Download the complete report here.

This report serves as a guide for the State to support the ecologically important functions that the Salton Sea provides for birds, and understand the important role that habitat can play in mitigating dust on the playa surrounding the Sea.

Key conclusions:

  • Five key habitat types are used by birds at the Salton Sea: playa; mudflats and shallow water; mid-depth water; deep water; and permanent vegetated wetlands.
  • Birds used approximately 58,000 acres of habitat in both 1999 and 2015. This habitat acreage, specified in our report by type, can be interpreted as the minimum amount of habitat needed in the future to support bird populations.
  • Four factors appear to be strong drivers of bird use of Salton Sea habitat: amount of shallow water, sediment composition, amount of open water, and proximity to rivers and river mouths.
  • This study did not quantify the effects of selenium, salinity, water temperature, water body size, food resources, and flyway impacts. Of these, salinity is a crucial factor for birds, particularly in how it relates to food resources for birds. The study includes information about the way in which certain species tolerate salinity.
Preferred habitat for birds at the Salton Sea, 2015.

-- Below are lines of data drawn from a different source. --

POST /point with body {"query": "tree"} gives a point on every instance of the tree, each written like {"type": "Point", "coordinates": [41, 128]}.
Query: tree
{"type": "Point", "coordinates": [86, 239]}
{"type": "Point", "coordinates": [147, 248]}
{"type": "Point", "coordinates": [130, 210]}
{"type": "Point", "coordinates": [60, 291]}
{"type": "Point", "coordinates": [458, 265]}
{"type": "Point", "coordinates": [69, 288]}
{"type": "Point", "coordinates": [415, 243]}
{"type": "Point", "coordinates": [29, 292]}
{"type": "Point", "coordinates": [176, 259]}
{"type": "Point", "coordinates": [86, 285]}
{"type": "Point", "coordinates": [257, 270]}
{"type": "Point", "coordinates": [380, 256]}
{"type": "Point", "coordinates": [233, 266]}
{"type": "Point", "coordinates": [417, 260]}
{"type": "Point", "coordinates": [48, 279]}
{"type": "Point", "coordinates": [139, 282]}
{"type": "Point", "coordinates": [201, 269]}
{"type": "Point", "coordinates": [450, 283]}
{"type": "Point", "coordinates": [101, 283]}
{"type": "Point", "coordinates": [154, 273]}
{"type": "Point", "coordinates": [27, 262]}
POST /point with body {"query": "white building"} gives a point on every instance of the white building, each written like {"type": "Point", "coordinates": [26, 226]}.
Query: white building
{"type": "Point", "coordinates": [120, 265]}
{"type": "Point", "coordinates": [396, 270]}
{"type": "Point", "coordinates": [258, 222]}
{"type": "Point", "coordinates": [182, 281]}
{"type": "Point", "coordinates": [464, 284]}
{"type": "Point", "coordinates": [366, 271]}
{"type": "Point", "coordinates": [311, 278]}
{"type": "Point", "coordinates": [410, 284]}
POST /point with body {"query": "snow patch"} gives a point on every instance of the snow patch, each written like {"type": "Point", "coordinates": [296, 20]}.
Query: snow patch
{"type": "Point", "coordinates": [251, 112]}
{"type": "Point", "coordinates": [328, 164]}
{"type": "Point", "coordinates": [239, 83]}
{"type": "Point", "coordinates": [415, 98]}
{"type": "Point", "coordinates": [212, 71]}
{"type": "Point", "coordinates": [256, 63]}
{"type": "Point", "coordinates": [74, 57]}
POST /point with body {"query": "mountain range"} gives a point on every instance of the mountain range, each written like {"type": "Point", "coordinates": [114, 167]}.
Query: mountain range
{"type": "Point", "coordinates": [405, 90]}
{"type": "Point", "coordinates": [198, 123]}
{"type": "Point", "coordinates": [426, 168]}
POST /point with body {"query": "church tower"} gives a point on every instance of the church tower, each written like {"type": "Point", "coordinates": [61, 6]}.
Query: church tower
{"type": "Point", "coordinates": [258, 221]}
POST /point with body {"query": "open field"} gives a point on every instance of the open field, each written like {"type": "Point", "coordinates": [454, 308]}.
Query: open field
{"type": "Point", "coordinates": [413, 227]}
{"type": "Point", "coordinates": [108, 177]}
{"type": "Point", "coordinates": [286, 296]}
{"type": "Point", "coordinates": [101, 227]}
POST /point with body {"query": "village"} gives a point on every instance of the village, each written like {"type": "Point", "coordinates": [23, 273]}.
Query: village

Habitat types and indicator species

Surveys and scientific literature identify five major types of habitat for waterbirds at the Salton Sea, and suggest indicator species that were used in this study.

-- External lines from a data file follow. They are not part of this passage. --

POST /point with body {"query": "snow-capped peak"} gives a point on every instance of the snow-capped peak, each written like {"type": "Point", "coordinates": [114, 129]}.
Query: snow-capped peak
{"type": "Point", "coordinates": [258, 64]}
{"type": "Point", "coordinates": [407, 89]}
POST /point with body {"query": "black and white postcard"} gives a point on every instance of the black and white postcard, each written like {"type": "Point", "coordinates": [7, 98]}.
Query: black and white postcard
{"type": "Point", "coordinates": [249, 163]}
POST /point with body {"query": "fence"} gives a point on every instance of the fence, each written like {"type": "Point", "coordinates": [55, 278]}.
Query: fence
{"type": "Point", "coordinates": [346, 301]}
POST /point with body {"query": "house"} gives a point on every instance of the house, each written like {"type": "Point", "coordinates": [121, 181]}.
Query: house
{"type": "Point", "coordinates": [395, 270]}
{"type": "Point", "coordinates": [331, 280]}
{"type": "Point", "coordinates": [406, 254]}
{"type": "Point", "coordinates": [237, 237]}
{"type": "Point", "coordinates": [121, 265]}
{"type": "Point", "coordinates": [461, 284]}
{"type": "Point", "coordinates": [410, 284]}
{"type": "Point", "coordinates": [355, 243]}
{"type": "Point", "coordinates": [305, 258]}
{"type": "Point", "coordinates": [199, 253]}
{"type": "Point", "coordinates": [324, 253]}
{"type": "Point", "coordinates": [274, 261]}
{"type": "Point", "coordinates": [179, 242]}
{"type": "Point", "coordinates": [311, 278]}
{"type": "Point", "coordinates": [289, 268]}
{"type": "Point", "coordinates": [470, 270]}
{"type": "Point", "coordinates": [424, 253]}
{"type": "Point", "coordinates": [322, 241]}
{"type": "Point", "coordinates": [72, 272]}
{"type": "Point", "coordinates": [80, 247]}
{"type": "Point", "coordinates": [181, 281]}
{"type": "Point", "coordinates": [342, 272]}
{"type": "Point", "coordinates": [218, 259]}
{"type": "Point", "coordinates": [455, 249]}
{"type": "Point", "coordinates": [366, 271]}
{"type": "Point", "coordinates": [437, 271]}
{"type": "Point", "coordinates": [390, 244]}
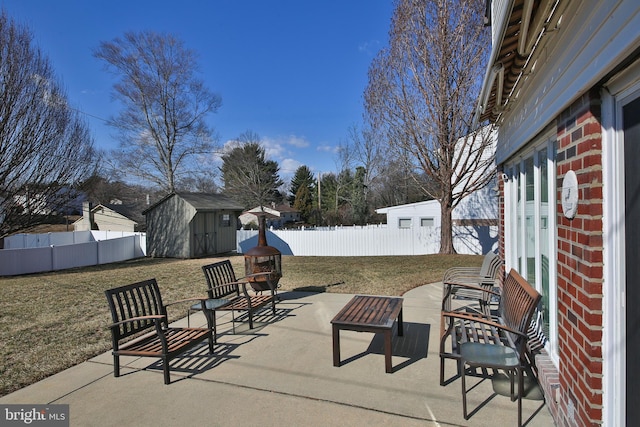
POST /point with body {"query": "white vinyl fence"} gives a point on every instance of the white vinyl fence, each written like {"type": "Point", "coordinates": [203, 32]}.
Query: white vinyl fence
{"type": "Point", "coordinates": [371, 241]}
{"type": "Point", "coordinates": [35, 253]}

Playa: Includes the alkali flats and dry barnacle and sand beaches of the exposed sea bed and shoreline Its bird community is represented by the Western Snowy Plover, which exploits these areas within 1km of the water’s edge for both breeding and over-wintering. Other birds include nesting American Avocet and Black-necked Stilt.

Mudflats and shallow water: Occurs along the immediate edge of the Salton Sea (as well as in off-sea impoundments), often where wind influence forms small waves and small fluctuations in water levels throughout the day. Six indicator species are American Avocet, Marbled Godwit, dowitcher, Least Sandpiper, Western Sandpiper, and Dunlin.

Mid-depth water: Used by the largest waders (herons and egrets) and certain waterfowl that forage on vegetation, invertebrates, or small fish, and is found just beyond the mudflats and shallowest bands of water and in constructed wetlands. Indicator species include two locally-common dabbling ducks, the Northern Shoveler and Gadwall, and Snowy Egret.

Deep water: This is the deepest band of water in the Salton Sea, where the larger fish (including adult tilapia) and essential marine invertebrates are found. Indicator species are the fish-eating Double-crested Cormorant and American White Pelican, as well as Eared Grebe and Ruddy Duck, which dive for a variety of invertebrates.

Permanent vegetated wetlands. Limited in extent and confined to areas of freshwater input at the edge of the Salton Sea, including agriculture drains and the mouths of the rivers that flow from agricultural areas. Bird diversity is high, and indicator species are the Least Bittern, Common Gallinule, Virginia Rail, and Sora.